Fieldstone is an interesting word. Its origin is based on an annual ritual that early farmers, and farmers today, had to perform each spring. After the snow would melt off the fields, there would be stones popping up through the soil where none had been the previous fall.

These rocks are forced up little by little each winter season through the soil by frost action, and every year some finally burst through like a little chick pops out of an egg. Since these stones were discovered in the fields, the farmers would call them fieldstone. See Mom, that college tuition paid off! When I went to college, I majored in geology, and learned all about frost and stones at that time.

It didn’t take farmers long to figure out what to do with these seemingly pesky stones. The first use of the stones was for foundations to the homes, barns and outbuildings as well as a fieldstone fireplace or two. But as more stones floated up to the surface, farmers discovered they were perfect for a fieldstone wall. I’m fortunate to have many of these ancient fieldstone walls on my land in New Hampshire. When constructed properly, these walls can last hundreds of years without any mortar between the stones or a foundation!

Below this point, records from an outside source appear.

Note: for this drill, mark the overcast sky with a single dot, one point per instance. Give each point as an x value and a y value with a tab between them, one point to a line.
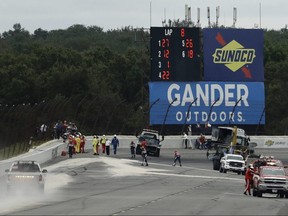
113	14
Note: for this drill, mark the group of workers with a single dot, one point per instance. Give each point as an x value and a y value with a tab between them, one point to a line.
76	144
105	144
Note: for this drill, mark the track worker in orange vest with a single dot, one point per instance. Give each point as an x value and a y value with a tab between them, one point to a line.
95	144
78	142
248	180
103	142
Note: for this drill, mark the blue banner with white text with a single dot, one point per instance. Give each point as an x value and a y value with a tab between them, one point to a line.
237	103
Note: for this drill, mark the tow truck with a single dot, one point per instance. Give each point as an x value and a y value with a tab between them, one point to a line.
153	143
222	138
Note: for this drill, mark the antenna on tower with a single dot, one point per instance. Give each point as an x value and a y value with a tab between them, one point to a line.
189	16
234	16
198	17
208	16
217	15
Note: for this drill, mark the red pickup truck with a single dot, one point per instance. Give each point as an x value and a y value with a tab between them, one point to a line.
270	179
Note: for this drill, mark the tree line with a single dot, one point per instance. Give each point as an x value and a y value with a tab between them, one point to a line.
99	79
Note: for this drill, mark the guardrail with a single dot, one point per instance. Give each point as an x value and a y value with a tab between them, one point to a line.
53	148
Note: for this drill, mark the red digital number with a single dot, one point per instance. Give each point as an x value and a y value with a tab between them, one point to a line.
189	43
165	42
166	53
166	75
190	53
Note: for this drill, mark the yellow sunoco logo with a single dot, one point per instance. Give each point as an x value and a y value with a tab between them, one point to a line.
233	56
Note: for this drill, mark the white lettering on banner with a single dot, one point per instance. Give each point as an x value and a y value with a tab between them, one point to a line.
203	116
207	95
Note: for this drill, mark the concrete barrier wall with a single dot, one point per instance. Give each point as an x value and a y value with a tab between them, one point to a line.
53	148
177	141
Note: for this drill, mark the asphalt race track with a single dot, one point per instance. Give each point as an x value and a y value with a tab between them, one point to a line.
118	185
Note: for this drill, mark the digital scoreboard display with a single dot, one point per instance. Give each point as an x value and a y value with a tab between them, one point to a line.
175	54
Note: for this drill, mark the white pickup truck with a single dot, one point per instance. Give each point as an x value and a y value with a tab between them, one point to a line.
232	162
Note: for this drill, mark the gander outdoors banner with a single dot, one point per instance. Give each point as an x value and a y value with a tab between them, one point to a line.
233	55
214	101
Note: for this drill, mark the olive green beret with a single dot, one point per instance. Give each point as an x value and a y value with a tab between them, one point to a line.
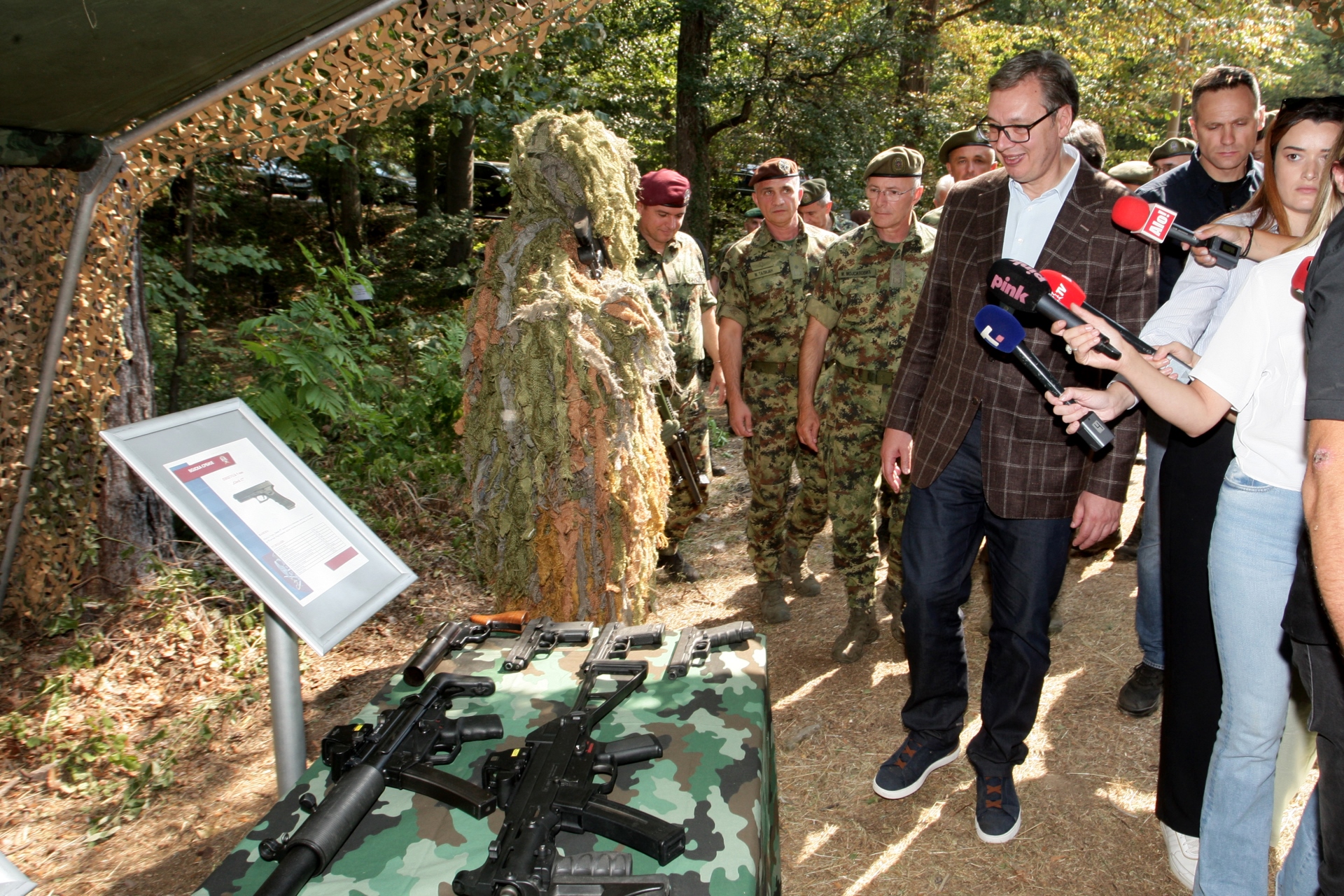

Travel to different parts of the USA and you’ll see a fieldstone home or two both in the country and even the city. I can take you to any number of homes in Cincinnati, OH, where fieldstones were used as the exterior skin of the home.

One of my own jobs incorporated a unique use of fieldstone. I built a splendid room addition for Matthew Motz on Clough Pike in eastern Cincinnati. Matt was an amazing man who loved simplicity and times gone by. He wanted the entire end wall of the basement family room as well as the wall above in his bedroom to be made from fieldstone. Suffice it to say it was drop-dead gorgeous.

The fieldstone for Matt’s interior walls was installed exactly how I would install a fieldstone veneer on the exterior of a home. A veneer is just that - a thin coating of something that you see as the final layer. You can build a solid stone wall if you want, and many older homes are constructed this way, but they are not very energy efficient. By adding a fieldstone veneer to a frame wall, or some other highly insulated masonry bearing wall, you get the look of a solid stone wall, but the efficiency of a well-insulated wall.

When you install a stone veneer, the stone needs only be 4 or 5-inches deep. You stack them on top of one another using varying amounts of mortar depending upon the look you want. Every 16 inches of vertical height of the wall, you need to install corrugated metal strips that are cemented into the rock wall and bent up onto the stud wall and nailed to the studs. These metal strips prevent the stone veneer from tipping over and falling to the ground. Believe me, it’s happened with stone and brick veneers in many locations.

Fieldstone construction is an art. Often the stone masons can be seen chipping away at the rocks to make dressed fieldstone so that each stone can fit perfectly adjacent to other stones. You can see this done on many a fieldstone retaining wall that’s made from coarse fossilized limestone. Rounded fieldstone will rarely be dressed. The masons simply look for different sizes of stone that work well together.

Natural fieldstone can be found throughout New England, the upper Midwest and in farming areas of the West. If you want to see it in its splendor, go on a day road trip out into the country and see if you can talk with a farmer. Ask if he can take you out to a field to see one of the beauties that’s sticking its nose out of the ground. This may seem extreme, but it could make for a very fun day. You just may luck out and meet a fascinating farmer that will be glad to take you on a small tour of his land and farm. Stranger things have happened!